Giorgio Merlo
Preso atto che, nel “nuovo corso” del Pd a guida Schlein, per i cattolici popolari e sociali l’unico ruolo da giocare è quello della resistenza da un lato e della conservazione di piccoli spazi di potere dall’altro, è di tutta evidenza che quella cultura se vuole ancora dispiegare una propria “mission” e specificità non può che guardare altrove. Del resto, questa immagine del tutto marginale e periferica emerge in modo addirittura plastico da una intervista rilasciata alla “Stampa” da Delrio. Una serie di dichiarazioni generiche e confuse dove l’unico elemento chiaro che emerge è che i cattolici devono restare nel Pd purché quel partito sarebbe l’unico e l’ultimo campo in cui impegnarsi. Una riflessione che, oltre ad essere arrogante perchè esclusivista e grottesca, riduce quella pattuglia di cattolici alla esperienza dei “cattolici indipendenti di sinistra” all’interno del Pci degli anni ‘70. E, del resto, è proprio questa l’immagine concreta che emerge dopo le primarie del Pd stravinte dalla Schlein. Che, coerentemente, al di là riconoscimento formale ai soliti capi corrente e ai loro cari in alcuni ruoli chiave nel partito, ha già tratteggiato con rara chiarezza il profilo politico e culturale del Pd. Un partito, cioè, con una chiara e schietta identità radicale, massimalista, libertaria ed estremista. Sul versante dei valori di riferimento, soprattutto.

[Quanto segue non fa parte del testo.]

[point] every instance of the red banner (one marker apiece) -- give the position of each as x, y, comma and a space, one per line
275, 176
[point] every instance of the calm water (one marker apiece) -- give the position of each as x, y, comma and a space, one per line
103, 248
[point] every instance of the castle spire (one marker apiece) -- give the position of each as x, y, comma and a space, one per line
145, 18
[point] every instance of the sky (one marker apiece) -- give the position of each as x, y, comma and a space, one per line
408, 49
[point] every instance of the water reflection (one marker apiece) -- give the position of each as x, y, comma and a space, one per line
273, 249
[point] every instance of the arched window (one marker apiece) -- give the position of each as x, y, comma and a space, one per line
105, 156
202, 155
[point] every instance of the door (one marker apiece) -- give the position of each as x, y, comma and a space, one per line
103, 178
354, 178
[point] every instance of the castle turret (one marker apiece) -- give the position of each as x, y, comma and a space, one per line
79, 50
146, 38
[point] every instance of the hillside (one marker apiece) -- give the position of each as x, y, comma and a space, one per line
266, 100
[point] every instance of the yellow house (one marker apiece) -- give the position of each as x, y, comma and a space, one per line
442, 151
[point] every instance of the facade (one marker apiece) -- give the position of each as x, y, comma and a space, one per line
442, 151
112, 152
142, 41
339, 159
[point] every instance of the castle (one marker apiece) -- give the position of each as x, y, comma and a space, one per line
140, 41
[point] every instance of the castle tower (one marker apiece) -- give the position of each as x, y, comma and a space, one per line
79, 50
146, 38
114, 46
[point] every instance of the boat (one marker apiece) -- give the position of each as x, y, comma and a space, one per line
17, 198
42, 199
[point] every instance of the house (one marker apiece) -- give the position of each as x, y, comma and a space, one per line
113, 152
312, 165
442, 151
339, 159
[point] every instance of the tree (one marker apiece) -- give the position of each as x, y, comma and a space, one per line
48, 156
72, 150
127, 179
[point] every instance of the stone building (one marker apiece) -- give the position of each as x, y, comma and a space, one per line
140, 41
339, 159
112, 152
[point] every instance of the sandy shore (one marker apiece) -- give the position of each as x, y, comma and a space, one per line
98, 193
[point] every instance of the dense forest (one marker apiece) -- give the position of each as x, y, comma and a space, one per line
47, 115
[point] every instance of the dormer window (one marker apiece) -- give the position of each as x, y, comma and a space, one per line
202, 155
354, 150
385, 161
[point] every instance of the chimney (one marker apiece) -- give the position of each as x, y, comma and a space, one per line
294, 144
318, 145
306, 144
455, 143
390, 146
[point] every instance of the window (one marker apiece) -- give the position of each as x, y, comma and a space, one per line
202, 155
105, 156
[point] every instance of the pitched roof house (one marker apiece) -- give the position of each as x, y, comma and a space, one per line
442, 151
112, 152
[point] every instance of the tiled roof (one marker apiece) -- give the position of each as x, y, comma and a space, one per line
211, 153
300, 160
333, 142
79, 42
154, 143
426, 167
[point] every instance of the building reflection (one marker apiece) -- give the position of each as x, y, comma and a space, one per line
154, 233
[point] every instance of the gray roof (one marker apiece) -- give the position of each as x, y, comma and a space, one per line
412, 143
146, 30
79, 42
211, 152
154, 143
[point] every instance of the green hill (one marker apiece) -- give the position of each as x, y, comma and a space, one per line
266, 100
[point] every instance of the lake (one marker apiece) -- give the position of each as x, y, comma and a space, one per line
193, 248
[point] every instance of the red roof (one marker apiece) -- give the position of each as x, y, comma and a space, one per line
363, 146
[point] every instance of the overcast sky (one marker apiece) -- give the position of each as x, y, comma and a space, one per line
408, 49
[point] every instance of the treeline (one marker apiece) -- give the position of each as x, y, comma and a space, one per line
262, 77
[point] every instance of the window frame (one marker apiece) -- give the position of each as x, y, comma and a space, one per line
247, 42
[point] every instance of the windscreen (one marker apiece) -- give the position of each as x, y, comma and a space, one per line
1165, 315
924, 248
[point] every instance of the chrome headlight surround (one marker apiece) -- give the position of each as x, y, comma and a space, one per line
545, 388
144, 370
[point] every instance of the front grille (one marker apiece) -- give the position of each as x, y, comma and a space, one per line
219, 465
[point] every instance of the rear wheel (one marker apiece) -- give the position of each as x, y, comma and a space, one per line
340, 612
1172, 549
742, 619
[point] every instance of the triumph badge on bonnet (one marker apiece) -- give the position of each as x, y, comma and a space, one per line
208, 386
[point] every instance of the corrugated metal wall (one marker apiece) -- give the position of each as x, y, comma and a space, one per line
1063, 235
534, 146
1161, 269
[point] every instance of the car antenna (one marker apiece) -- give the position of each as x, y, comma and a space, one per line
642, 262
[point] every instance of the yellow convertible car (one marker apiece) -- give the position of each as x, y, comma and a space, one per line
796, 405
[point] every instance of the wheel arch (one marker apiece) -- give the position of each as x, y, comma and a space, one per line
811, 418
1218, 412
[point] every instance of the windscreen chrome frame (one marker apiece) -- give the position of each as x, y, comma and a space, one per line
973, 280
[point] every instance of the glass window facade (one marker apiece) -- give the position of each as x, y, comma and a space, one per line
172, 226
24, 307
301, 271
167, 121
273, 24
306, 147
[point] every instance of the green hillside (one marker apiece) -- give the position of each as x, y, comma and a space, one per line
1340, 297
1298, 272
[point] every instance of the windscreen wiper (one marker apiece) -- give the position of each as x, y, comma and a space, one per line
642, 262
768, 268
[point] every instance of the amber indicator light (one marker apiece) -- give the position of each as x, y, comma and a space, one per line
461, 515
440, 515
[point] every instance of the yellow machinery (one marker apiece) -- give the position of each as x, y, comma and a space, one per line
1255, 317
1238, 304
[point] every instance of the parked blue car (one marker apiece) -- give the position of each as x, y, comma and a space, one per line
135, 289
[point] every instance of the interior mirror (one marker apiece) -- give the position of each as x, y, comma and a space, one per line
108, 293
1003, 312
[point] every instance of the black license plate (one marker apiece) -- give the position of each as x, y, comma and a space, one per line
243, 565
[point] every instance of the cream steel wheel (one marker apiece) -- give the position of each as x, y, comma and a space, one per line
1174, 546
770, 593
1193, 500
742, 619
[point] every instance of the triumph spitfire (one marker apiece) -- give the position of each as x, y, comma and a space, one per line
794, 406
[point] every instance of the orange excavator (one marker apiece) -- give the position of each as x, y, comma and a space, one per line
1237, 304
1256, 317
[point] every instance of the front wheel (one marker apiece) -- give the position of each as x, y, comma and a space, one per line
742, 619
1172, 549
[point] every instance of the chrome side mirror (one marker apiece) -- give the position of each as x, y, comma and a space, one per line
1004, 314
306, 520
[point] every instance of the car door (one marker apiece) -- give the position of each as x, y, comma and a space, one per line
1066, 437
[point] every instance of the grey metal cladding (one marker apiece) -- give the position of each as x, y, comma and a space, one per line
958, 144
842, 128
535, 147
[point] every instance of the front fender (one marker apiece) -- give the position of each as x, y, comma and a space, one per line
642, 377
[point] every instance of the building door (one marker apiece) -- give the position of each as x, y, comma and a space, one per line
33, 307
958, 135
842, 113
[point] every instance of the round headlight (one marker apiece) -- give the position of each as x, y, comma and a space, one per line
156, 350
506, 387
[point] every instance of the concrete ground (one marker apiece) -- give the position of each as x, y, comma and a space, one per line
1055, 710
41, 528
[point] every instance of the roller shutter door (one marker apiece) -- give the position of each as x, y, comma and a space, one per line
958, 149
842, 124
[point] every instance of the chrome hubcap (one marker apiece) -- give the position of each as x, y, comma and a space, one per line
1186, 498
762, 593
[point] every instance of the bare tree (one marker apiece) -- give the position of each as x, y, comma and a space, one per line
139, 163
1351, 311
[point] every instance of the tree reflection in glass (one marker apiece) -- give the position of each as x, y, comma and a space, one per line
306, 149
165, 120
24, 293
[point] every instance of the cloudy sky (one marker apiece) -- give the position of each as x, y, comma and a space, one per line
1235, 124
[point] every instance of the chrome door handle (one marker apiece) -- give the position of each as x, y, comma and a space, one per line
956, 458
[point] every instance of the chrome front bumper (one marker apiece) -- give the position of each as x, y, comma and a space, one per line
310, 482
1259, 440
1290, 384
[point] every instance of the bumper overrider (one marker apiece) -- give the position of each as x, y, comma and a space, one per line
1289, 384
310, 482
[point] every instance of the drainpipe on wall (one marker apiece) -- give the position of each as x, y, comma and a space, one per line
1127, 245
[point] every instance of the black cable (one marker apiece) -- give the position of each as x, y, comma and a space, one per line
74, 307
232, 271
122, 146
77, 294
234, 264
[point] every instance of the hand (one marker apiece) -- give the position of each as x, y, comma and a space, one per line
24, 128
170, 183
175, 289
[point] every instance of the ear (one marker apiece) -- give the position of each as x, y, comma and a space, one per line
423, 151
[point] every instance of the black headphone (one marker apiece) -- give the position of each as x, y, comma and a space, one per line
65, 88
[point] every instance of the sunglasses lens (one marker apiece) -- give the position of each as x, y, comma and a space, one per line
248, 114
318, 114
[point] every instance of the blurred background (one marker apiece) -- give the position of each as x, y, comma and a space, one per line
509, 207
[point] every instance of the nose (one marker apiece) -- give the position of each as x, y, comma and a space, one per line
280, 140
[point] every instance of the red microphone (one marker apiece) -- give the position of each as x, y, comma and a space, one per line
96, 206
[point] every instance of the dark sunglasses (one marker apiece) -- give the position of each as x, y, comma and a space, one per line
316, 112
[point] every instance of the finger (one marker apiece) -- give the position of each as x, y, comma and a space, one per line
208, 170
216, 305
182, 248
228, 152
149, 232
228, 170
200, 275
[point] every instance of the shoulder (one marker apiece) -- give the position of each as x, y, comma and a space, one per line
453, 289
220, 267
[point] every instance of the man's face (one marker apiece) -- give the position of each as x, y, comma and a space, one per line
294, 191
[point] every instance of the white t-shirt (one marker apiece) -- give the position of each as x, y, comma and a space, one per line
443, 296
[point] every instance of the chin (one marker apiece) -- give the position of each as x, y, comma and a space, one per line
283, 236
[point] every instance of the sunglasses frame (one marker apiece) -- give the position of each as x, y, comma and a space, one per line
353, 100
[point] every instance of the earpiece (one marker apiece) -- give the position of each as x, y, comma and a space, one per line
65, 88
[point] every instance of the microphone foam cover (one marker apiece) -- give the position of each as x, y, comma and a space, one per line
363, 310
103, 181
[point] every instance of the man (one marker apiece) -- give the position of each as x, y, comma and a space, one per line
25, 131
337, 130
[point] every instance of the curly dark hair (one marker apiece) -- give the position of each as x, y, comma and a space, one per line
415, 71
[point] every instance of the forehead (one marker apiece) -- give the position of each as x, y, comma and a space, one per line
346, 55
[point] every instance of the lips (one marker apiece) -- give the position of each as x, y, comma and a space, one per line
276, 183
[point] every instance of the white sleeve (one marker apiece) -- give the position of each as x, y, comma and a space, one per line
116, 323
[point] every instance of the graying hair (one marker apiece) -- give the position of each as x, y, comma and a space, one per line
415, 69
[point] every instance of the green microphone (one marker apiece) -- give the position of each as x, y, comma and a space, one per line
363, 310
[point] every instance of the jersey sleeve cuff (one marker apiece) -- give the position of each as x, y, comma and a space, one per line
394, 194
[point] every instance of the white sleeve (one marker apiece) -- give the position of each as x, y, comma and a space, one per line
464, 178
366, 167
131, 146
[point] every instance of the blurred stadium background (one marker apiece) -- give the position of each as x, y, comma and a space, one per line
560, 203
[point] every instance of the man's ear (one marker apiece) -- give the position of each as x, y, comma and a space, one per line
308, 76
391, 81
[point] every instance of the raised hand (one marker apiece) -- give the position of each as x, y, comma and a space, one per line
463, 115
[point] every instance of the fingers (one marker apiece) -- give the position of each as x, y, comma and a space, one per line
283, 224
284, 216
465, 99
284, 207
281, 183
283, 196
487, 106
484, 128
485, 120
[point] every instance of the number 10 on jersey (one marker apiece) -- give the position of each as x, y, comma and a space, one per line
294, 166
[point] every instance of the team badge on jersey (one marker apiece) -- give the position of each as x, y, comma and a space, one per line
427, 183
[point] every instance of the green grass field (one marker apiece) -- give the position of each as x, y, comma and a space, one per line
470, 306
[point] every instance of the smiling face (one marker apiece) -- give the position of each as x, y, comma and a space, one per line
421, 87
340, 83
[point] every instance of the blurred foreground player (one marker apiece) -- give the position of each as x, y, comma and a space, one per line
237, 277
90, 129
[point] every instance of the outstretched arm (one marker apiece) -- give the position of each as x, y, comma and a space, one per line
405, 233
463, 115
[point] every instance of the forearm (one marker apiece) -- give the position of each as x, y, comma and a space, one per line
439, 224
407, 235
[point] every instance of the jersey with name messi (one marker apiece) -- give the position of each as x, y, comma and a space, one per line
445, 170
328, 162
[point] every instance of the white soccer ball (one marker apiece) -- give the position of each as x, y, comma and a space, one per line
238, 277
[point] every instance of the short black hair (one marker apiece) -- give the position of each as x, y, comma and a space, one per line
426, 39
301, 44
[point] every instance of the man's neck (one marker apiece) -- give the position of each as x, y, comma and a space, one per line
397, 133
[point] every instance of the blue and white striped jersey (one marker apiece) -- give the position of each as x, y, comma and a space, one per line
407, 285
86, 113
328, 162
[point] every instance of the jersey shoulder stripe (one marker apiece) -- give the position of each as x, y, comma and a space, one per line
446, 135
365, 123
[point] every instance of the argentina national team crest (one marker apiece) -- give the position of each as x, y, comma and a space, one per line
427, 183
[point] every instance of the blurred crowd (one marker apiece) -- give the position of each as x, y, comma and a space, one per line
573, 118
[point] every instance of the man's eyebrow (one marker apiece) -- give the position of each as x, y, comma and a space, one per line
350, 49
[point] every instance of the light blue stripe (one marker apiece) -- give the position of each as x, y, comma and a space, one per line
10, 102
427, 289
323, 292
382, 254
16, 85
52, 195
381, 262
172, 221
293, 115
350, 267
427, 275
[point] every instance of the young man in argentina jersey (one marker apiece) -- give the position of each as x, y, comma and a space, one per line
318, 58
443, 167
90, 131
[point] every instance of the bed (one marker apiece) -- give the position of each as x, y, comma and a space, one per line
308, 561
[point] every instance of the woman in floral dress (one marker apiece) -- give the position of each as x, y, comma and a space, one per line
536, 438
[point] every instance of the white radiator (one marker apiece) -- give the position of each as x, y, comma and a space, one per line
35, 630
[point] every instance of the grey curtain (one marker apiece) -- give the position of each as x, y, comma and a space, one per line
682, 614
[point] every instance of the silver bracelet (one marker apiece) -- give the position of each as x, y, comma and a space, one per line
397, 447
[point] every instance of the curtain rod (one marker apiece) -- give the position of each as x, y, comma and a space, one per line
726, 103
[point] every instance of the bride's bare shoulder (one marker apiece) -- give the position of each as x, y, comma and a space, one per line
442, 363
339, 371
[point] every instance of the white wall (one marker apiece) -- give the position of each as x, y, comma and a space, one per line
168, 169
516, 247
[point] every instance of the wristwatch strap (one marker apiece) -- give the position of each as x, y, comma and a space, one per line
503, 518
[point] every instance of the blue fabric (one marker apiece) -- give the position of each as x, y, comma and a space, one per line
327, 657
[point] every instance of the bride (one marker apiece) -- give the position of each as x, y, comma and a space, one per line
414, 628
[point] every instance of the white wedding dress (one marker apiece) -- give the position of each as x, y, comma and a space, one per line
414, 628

Ora, al di là del profilo e dell’identità del nuovo Pd e del ruolo ancillare e di puro potere gentilmente riconosciuto a qualche “ardito” cattolico per confermare la natura plurale del partito, come esattamente avveniva nel glorioso Pci, credo sia giunto il momento anche per porre qualche domanda a chi, legittimamente, pensa di rilanciare e riscoprire un Centro dinamico, riformista e democratico nella politica italiana, cioè il cosiddetto “terzo polo”. Un luogo politico dove proprio la cultura, l’esperienza e la storia dei cattolici popolari e sociali possono ancora svolgere un ruolo decisivo e qualificante.
E, al riguardo, credo sia indispensabile ricordare almeno 3 elementi. In primo luogo lo spazio politico di Centro dev’essere un luogo autenticamente democratico e partecipativo. La logica dei “partiti personali” e “del capo” non è compatibile con una cultura, come quella cattolico popolare, che fa della partecipazione, del pluralismo e della collegialità la sua cifra distintiva. In secondo luogo lo spazio politico del Centro non può che essere plurale. Certo, storicamente, il Centro nel nostro paese si è quasi sempre identificato con la cultura cattolico popolare e sociale, seppur con l’apporto significativo ed importante di altre culture laiche e liberali. Ma è indubbio che la tradizione cattolico popolare continua ad essere decisiva e qualificante per la costruzione del progetto politico di un partito che ha l’ambizione di ricostruire una “politica di centro” nel nostro paese”. Come, giustamente, ha sottolineato con forza e determinazione Elena Bonetti nei giorni scorsi. In ultimo, ma non ordine di importanza, la stessa selezione della classe dirigente in un luogo politico di centro non può che essere ispirata a criteri democratici e partecipativi e non legati ad altri modelli che sono stati sperimentati con grande abbondanza: e cioè, fedeltà al capo, cooptazione e nomine ad personam.
Ecco purché, dopo l’affermazione e il consolidamento di una destra democratica e di governo, dopo la vittoria a valanga della Schlein che ha modificato radicalmente identità e profilo del Pd, dopo la confusione del campo dei 5 stelle che rimarrà a metà strada tra il populismo violento di Grillo e il trasformismo sfacciato di Conte, tocca al Centro riorganizzarsi e ridefinirsi. E non può che farlo affrontando e sciogliendo definitivamente i tre nodi politici, culturali e di metodo che ho ricordato poc’anzi.